On Abortion and Other Issues, An Argument as Old as the Country Itself

Back in June, when the Supreme Court issued its Dobbs decision overturning Roe v. Wade, attention understandably focused on the majority’s view of what the Constitution allows. In their decision, the six justices contended that if the right to an abortion could not be found in the Constitution—or in early American legal precedent—then it doesn’t actually exist. 

This was new ground for the Court, and it raised the specter of a rollback of other personal freedoms Americans have come to take for granted, including the rights to use contraceptives and to gay marriage. In their Dobbs dissent, the Court’s three liberals wrote that those and other rights “are all part of the same constitutional fabric, protecting autonomous decision-making over the most personal of life decisions…” and that as a result of the majority’s reasoning, “all rights that have no history stretching back to the mid-19th century are insecure.”

But while the Dobbs decision may have set a precedent on one front, it is also just the latest salvo in a centuries-long national argument over where ultimate policy-making authority should lie: with the states or at the federal level. Conservatives have long argued that the 1973 Roe decision short-circuited a state-by-state political debate and denied voters the chance to weigh in on the issue. Abortion rights backers countered that a woman’s ability to decide whether to terminate her pregnancy is a fundamental personal decision that should not be subject to the whims of a given state’s political majority. In Dobbs, the Court dismissed that idea and handed power on the abortion question back to the states.

It might be tempting to see this as a reversal of the long trend toward the centralization of power in the federal government, but that would be a mistake—or, at least, premature. For one thing, there’s not much question that if Republicans take control of one or both houses of Congress next year, pro-life forces will try to preempt state prerogatives and pass a national abortion ban. And for another, there are powerful countervailing forces that continue to push in the direction of federal power, especially on economic and environmental issues.
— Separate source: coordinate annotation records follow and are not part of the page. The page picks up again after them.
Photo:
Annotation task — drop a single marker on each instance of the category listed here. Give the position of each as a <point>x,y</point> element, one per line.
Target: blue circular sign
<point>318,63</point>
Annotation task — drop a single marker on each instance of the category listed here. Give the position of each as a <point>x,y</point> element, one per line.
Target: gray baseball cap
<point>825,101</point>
On issues like climate change, for instance, it’s true that states and municipalities in recent years have taken firm steps toward reducing carbon emissions, promoting clean energy, boosting weatherization, and the like. But this has been scattershot, a reaction to years of congressional gridlock on the issue. With the Democrats’ climate-energy-tax package moving forward, that may be about to change—a recognition that climate policy is more effective if it’s national in scope. 
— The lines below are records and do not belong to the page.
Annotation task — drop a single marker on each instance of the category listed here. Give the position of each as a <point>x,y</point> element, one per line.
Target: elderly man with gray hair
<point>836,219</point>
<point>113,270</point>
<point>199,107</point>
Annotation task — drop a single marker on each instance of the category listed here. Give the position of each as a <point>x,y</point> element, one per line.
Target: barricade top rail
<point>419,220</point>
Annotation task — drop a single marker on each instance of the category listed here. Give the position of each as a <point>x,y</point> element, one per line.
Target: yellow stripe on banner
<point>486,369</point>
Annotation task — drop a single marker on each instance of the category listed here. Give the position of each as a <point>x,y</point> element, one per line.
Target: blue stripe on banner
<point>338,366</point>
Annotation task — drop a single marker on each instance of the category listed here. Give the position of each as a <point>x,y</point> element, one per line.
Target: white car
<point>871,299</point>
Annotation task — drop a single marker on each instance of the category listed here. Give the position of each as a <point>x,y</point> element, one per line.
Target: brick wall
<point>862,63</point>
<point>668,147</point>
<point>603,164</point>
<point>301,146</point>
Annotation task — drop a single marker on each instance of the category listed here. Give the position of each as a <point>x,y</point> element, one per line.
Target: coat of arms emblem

Similarly, on any number of issues affecting US businesses, from tort reform to standards and regulations to questions of cybersecurity, the business community would far rather deal with a single, uniform set of circumstances than have to adapt to 50 different sets of state laws. It’s hardly surprising that the trend over the past decades has been toward the assertion of federal authority on matters affecting economic growth and innovation.

In truth, while the argument over state vs. federal power is often couched in ideological terms—as a question of states’ rights or with a fond reference to Justice Louis Brandeis’s contention that states can serve as “laboratories” in our democracy—politicians and interest groups tend to view the question pragmatically. The question they ask is not where in an ideal world an issue should be resolved, but rather, where their position is most likely to prevail.
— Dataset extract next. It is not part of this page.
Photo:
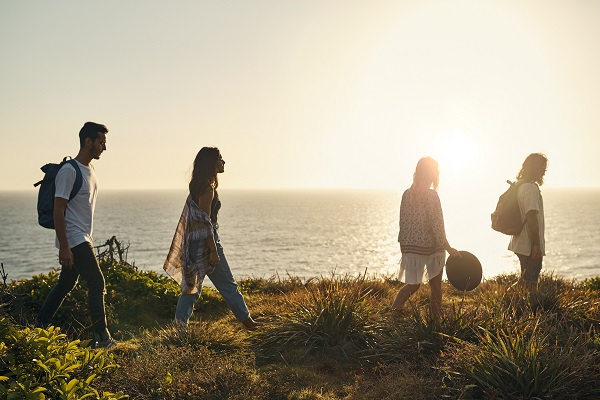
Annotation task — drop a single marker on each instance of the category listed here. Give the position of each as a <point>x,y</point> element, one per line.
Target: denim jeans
<point>223,280</point>
<point>86,266</point>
As a result, the long national tussle over where power should lie—whether on personal rights or on economic, technological, land-use, and similar questions—may never really be resolved. We live in a complex democracy with multiple places where progress can be made or blocked, from Congress, the executive branch and the federal courts to their counterparts in each state, county, and municipality. The action may shift from one venue to another in any given year, but we are a politically restless people. In time, things could circle back.

Lee Hamilton is a Senior Advisor for the Indiana University Center on Representative Government; a Distinguished Scholar at the IU Hamilton Lugar School of Global and International Studies; and a Professor of Practice at the IU O’Neill School of Public and Environmental Affairs. He was a member of the U.S. House of Representatives for 34 years.